In John 2 the interaction and dialog between Jesus and his mother is at two levels. The first level is the pragmatic one. The host for this wedding celebration and is out of wine. A crisis for any host with guests. Jesus gives a strange answer, “My hour has not come.” For a 21st century reader with a historical context of Jesus death on a cross and resurrection it is easy to see in his answer Jesus is thinking about something else and doesn’t want to be bothered.
Jesus mother doesn’t seem to blink an eye on Jesus response. She directs the servants to follow Jesus instructions. Jesus’s matter-of-fact directions to the servants involves using the materials available to him. The jars, the water source, the servants to do the work. It’s notable that Jesus instructs them to fill it to the brim with water. The bridegroom is struck by the quality of what now has become exceptional wine.
The writer John tells us this is “…the first of the signs through which he revealed his glory; and his disciples believed in him.” This supernatural event, water that is turned into wine happens in wedding celebration. Jesus willingness to help in this moment, the generosity in the amount of wine created and the extremely high quality show us what he is able to give.
The setting shifts after some traveling time to Jerusalem. At the Jewish Passover celebration another side of Jesus character is displayed. Many Jew’s from the surrounding towns, cities and nations would trek to Jerusalem to remember their liberation by God from slavery in Egypt under Moses as a celebration. Jews would gather at the temple court to purchase what they needed for the celebration. Jesus was appalled by what he saw as a misuse of the sacred space of the court temple for commerce. Jesus anger translated into overturning of tables and scattering the people, animals and money. It must have been wild with a lot of shouting! The the physical activity matches up with a parallel spiritual track. Jesus actions fulfilled an attribute from the ancient Hebrew texts. “His disciples remembered that it is written: “Zeal for your house will consume me.”
The Jews present want an explanation. They ask in an indirect manner. Where does your authority come from to behave this way? A strange answer. “Destroy this temple, and I will raise it again in three days.” A spiritual answer about Jesus own purpose for being here.

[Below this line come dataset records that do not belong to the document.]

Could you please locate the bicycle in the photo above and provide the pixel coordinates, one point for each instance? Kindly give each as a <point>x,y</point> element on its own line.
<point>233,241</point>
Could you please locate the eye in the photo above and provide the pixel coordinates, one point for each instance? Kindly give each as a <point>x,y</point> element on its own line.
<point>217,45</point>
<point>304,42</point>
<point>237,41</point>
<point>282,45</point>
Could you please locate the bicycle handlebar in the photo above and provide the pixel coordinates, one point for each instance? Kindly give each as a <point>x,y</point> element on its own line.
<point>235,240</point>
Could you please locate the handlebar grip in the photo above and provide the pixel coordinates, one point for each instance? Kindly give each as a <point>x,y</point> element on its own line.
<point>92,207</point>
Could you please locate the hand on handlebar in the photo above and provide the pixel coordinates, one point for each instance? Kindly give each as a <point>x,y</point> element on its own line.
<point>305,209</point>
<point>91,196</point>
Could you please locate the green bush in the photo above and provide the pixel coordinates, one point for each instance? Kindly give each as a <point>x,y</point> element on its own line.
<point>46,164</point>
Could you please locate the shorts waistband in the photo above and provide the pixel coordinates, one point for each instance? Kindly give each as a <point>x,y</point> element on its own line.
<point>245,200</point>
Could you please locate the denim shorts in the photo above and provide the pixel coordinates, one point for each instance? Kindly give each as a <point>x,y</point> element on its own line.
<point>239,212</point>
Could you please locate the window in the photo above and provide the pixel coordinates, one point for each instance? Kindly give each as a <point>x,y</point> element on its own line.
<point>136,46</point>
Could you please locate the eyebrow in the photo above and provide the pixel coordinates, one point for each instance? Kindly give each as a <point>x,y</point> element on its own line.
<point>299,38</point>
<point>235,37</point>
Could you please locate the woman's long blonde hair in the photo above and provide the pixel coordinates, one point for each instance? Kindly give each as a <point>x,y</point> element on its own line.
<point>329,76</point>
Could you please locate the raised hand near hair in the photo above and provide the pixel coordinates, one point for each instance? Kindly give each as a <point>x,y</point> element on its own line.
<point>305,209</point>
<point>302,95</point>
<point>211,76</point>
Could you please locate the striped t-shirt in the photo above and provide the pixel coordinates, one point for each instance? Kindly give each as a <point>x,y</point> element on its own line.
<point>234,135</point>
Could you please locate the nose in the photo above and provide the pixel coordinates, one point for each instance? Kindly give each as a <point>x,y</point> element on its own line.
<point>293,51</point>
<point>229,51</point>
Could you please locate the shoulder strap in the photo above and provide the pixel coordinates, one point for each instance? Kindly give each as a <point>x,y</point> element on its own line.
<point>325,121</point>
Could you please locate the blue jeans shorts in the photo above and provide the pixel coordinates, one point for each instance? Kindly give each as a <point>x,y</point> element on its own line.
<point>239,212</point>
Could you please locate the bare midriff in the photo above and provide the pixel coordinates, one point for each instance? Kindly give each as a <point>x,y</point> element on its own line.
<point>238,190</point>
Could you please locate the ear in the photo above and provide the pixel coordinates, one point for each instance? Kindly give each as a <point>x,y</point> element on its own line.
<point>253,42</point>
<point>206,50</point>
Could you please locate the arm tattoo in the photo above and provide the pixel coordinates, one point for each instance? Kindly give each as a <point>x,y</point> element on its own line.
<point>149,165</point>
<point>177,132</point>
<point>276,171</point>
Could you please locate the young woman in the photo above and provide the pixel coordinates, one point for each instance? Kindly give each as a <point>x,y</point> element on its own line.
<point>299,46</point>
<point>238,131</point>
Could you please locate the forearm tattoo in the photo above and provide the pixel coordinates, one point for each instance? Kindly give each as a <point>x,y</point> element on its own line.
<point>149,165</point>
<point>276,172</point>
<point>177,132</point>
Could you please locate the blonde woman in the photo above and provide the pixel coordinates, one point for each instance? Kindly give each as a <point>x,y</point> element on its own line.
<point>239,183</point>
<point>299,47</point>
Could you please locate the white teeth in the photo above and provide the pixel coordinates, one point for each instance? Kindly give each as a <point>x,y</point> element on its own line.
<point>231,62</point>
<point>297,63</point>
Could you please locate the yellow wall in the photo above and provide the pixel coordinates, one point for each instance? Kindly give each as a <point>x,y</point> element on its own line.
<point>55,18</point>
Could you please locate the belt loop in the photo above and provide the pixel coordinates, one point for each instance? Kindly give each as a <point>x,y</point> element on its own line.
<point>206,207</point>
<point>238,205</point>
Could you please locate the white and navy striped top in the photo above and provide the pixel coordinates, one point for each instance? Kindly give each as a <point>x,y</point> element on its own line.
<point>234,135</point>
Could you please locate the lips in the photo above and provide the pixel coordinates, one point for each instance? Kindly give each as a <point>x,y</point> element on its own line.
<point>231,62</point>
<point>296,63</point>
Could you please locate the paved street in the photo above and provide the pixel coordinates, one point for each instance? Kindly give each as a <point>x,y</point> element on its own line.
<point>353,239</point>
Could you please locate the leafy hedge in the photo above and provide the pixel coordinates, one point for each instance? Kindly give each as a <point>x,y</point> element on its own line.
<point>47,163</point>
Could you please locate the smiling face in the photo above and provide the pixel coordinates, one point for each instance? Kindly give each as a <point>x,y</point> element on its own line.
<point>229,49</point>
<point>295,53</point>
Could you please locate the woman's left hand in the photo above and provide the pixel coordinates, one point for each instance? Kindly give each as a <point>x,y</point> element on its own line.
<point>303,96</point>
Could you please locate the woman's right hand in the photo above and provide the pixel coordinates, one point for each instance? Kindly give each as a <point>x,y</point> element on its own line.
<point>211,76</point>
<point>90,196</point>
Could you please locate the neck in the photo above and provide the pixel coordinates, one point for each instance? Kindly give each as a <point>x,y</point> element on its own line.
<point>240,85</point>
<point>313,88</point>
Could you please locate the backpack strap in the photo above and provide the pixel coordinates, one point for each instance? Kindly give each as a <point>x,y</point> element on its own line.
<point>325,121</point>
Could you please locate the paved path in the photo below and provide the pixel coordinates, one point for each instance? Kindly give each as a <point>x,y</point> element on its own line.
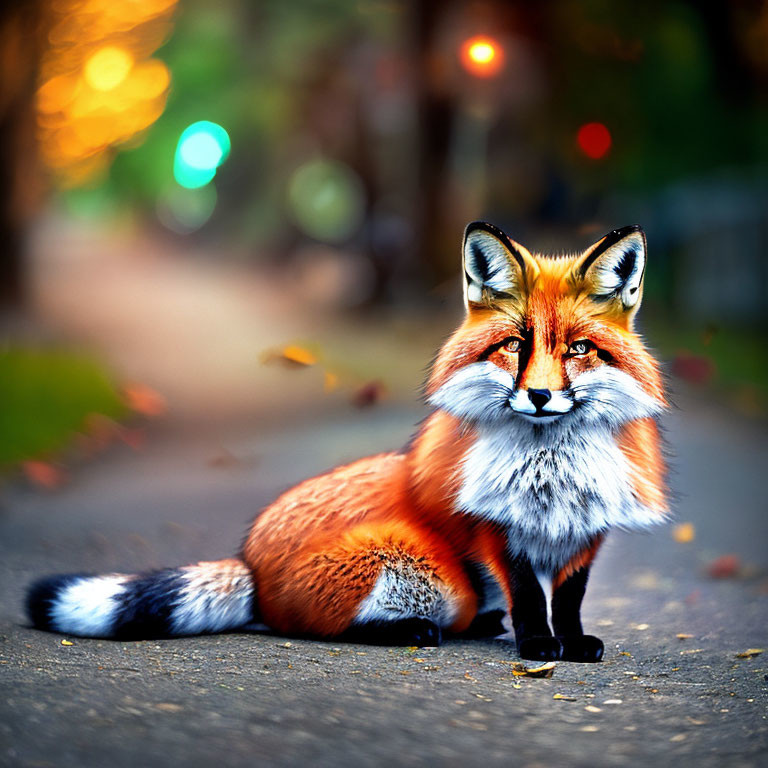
<point>249,699</point>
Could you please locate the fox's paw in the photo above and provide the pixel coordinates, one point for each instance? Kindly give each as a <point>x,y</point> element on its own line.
<point>540,648</point>
<point>583,648</point>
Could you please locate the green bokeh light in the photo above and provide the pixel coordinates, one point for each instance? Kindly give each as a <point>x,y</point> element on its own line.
<point>201,149</point>
<point>326,199</point>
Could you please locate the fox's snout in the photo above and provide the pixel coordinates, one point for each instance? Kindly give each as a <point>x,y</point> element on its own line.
<point>540,403</point>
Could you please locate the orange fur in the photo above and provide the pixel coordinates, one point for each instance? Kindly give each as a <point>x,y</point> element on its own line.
<point>318,550</point>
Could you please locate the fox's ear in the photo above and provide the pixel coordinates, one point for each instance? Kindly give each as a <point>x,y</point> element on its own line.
<point>612,269</point>
<point>494,266</point>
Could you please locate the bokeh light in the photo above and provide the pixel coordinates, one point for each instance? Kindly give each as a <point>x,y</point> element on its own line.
<point>201,149</point>
<point>326,199</point>
<point>99,88</point>
<point>594,140</point>
<point>184,210</point>
<point>482,56</point>
<point>107,68</point>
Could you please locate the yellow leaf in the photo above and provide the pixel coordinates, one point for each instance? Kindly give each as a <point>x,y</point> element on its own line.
<point>749,653</point>
<point>298,355</point>
<point>544,670</point>
<point>144,400</point>
<point>684,533</point>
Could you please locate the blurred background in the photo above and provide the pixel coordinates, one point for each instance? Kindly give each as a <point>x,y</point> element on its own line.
<point>251,210</point>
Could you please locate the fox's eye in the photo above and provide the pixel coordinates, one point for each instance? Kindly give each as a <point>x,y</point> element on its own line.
<point>580,347</point>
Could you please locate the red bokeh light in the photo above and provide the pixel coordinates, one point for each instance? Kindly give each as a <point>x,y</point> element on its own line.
<point>594,140</point>
<point>482,56</point>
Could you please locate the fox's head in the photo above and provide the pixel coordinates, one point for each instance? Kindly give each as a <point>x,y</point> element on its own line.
<point>548,340</point>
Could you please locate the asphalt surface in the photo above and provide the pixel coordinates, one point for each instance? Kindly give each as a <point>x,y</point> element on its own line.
<point>257,699</point>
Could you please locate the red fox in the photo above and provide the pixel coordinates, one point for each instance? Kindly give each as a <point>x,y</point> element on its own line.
<point>542,437</point>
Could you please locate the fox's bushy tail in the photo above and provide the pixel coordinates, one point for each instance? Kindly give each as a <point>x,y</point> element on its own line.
<point>191,600</point>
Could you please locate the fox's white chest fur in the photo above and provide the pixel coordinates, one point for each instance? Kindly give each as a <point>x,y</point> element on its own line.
<point>552,489</point>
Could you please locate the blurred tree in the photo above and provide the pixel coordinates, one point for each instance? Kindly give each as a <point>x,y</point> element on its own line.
<point>22,35</point>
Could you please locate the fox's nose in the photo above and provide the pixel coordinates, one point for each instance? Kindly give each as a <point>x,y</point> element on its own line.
<point>539,397</point>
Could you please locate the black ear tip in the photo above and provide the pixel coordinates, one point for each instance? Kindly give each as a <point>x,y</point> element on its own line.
<point>624,231</point>
<point>483,226</point>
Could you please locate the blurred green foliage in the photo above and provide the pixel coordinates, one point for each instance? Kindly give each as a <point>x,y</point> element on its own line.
<point>46,398</point>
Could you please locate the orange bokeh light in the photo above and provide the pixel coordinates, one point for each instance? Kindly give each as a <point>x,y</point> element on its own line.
<point>594,140</point>
<point>99,88</point>
<point>482,56</point>
<point>107,68</point>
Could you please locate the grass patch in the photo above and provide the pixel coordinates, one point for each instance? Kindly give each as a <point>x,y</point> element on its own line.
<point>45,397</point>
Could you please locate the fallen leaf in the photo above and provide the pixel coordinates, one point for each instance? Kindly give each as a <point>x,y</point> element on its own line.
<point>291,355</point>
<point>144,400</point>
<point>544,670</point>
<point>749,653</point>
<point>724,567</point>
<point>684,533</point>
<point>43,474</point>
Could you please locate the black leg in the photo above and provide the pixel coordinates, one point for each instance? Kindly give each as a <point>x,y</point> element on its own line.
<point>415,631</point>
<point>566,620</point>
<point>489,624</point>
<point>529,615</point>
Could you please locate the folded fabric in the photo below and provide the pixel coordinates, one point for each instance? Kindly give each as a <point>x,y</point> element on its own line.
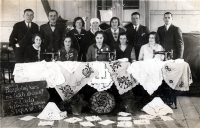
<point>124,124</point>
<point>70,66</point>
<point>147,73</point>
<point>51,112</point>
<point>122,79</point>
<point>103,81</point>
<point>157,108</point>
<point>39,71</point>
<point>177,75</point>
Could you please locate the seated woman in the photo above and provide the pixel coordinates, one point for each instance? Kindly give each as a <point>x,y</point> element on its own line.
<point>32,53</point>
<point>124,50</point>
<point>99,46</point>
<point>67,53</point>
<point>146,51</point>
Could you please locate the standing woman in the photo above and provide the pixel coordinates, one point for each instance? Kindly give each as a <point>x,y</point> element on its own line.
<point>146,51</point>
<point>78,35</point>
<point>90,35</point>
<point>98,46</point>
<point>124,50</point>
<point>67,53</point>
<point>113,33</point>
<point>32,53</point>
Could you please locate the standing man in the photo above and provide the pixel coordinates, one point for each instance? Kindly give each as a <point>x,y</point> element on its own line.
<point>21,36</point>
<point>137,34</point>
<point>51,34</point>
<point>171,37</point>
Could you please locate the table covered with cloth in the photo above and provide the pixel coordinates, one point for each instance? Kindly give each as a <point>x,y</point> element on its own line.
<point>151,72</point>
<point>70,76</point>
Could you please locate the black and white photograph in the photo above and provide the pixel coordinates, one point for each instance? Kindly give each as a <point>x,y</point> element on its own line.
<point>100,63</point>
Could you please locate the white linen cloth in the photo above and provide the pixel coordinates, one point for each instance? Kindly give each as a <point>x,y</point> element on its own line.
<point>157,108</point>
<point>177,75</point>
<point>103,81</point>
<point>147,73</point>
<point>75,81</point>
<point>50,112</point>
<point>39,71</point>
<point>122,79</point>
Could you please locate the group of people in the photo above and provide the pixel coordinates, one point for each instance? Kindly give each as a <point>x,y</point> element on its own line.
<point>135,43</point>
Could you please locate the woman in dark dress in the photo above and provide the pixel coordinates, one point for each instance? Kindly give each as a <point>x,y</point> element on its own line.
<point>98,47</point>
<point>78,36</point>
<point>90,34</point>
<point>113,33</point>
<point>32,53</point>
<point>124,50</point>
<point>67,53</point>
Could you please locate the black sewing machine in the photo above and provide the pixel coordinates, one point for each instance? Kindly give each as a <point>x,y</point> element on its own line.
<point>111,54</point>
<point>168,54</point>
<point>54,55</point>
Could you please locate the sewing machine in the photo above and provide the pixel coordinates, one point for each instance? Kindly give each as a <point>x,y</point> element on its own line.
<point>168,54</point>
<point>111,54</point>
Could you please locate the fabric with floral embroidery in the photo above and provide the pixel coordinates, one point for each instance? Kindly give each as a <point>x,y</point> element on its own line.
<point>177,75</point>
<point>122,79</point>
<point>103,80</point>
<point>147,73</point>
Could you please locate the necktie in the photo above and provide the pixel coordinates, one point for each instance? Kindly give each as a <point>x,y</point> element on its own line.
<point>28,26</point>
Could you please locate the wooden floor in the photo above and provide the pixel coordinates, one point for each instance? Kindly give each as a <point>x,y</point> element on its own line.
<point>186,115</point>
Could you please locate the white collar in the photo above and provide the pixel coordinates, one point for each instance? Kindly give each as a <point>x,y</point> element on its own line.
<point>27,24</point>
<point>36,48</point>
<point>117,31</point>
<point>136,26</point>
<point>167,26</point>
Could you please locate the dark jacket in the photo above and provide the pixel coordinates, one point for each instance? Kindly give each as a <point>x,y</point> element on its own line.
<point>72,51</point>
<point>172,40</point>
<point>22,35</point>
<point>92,53</point>
<point>140,38</point>
<point>110,39</point>
<point>51,39</point>
<point>79,43</point>
<point>137,38</point>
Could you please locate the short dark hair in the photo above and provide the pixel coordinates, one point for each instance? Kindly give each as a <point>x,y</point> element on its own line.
<point>168,13</point>
<point>67,36</point>
<point>53,11</point>
<point>114,18</point>
<point>76,19</point>
<point>156,36</point>
<point>28,10</point>
<point>99,32</point>
<point>135,13</point>
<point>122,34</point>
<point>34,36</point>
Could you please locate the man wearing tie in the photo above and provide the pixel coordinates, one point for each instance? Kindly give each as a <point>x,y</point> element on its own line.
<point>171,37</point>
<point>51,34</point>
<point>21,36</point>
<point>137,34</point>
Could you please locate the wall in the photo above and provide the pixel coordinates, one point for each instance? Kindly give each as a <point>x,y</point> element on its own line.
<point>12,12</point>
<point>186,14</point>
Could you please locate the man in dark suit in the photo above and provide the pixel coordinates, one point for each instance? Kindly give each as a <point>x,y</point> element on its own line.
<point>137,34</point>
<point>51,34</point>
<point>21,36</point>
<point>171,37</point>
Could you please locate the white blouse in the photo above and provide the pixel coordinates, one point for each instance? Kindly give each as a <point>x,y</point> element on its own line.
<point>146,52</point>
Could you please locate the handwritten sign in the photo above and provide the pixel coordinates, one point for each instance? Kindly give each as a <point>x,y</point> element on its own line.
<point>23,98</point>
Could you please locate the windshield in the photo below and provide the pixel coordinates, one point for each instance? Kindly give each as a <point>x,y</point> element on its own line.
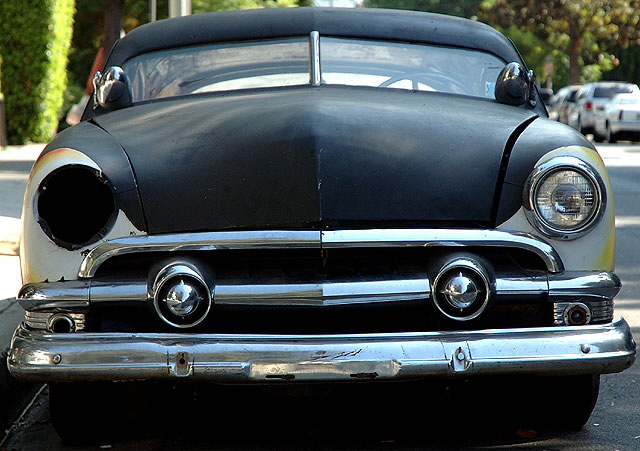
<point>289,62</point>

The Jews continue to discuss the physical temple and are incredulous at Jesus statement. John the writer explains the gap of understanding. “But the temple he had spoken of was his body. After he was raised from the dead, his disciples recalled what he had said.”
These two dramatic stories, moments in history associated with Jesus, caused people who were watching or following to believe in Him. One story is birthed from hospitality, generosity and kindness and the other from anger about the misuse of God’s sacred space.